Our article told the story of student Mike. This is not his real name as, being the victim of fraud, Mike is afraid of the criminal that cheated him out of EUR 1,000.
Mike had responded to an ad for a room on the Mijnbouwstraat on Kamernet and went for a viewing. After paying a deposit of EUR 1,000, he got the keys. When he then went to the room again, it appeared that someone else was already living at that address. Mike tried to contact the landlord, but he did not respond. When Mike later saw the hefty guy walking around in Delft, he did not dare approach him. Our article also included warnings to students by the police and TU Delft about this scam and other forms of fraudulent room rental.
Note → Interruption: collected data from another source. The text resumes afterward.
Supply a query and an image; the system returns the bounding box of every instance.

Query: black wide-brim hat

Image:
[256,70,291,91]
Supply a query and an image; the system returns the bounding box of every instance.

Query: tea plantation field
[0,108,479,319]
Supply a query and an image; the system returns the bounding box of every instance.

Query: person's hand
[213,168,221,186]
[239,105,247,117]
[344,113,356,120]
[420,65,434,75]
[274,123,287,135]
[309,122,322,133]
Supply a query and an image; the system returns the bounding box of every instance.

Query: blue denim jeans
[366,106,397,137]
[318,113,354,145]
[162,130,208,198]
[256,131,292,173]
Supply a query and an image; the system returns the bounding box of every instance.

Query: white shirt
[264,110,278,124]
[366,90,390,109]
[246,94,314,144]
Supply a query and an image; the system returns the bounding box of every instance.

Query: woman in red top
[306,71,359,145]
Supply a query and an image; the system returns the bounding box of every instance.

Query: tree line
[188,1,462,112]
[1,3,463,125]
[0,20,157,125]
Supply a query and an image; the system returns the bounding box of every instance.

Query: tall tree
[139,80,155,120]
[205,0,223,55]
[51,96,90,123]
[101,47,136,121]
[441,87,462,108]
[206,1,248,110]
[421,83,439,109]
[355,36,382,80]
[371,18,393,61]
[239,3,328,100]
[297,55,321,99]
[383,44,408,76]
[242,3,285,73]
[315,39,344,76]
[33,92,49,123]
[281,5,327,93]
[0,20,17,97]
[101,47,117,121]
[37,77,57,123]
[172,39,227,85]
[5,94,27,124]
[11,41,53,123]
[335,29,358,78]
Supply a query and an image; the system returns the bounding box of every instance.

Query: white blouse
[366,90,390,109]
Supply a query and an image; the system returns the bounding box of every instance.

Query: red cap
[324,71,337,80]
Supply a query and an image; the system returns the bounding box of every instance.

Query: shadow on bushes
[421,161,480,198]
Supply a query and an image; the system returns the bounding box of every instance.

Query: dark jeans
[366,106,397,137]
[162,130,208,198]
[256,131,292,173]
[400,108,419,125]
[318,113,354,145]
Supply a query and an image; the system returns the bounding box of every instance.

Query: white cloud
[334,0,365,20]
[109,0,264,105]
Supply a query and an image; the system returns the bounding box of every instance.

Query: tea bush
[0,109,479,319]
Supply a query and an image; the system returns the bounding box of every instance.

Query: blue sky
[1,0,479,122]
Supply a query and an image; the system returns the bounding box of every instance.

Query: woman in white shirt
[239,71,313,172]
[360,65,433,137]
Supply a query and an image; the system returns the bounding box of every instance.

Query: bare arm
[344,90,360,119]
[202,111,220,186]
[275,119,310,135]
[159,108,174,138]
In response to this news, Socialist Party (SP) Members of Parliament Sandra Beckerman and Frank Futselaar want answers from the Ministers of Housing and Education as to how many TU Delft students and students across the country have been the victims of fraud. They also want to know how many of these students are international students. The SP assumes that international students are more vulnerable because they do not speak Dutch and do not know the system. The investigation for a previous article in Delta about housing scammers in Delft showed that neither TU Delft nor the police had figures.
Further, the SP wants answers from the Ministers as to how TU Delft students are warned about scammers and whether the Ministers will ensure that all institutes of higher education will do the same. TU Delft has a special website carrying warnings to students.
The SP accuses websites such as Kamernet, Roomster and Facebook of playing a role in this type of room rental fraud. The party wants to know if these internet platforms are monitored and whether there are or will be blacklists of landlords. Other ways to fight fraudulent rental, says the SP, are to support rental teams, issue an independent certificate and make rental permits mandatory.
The Ministers have three weeks in which to answer the SP’s Parliamentary Questions.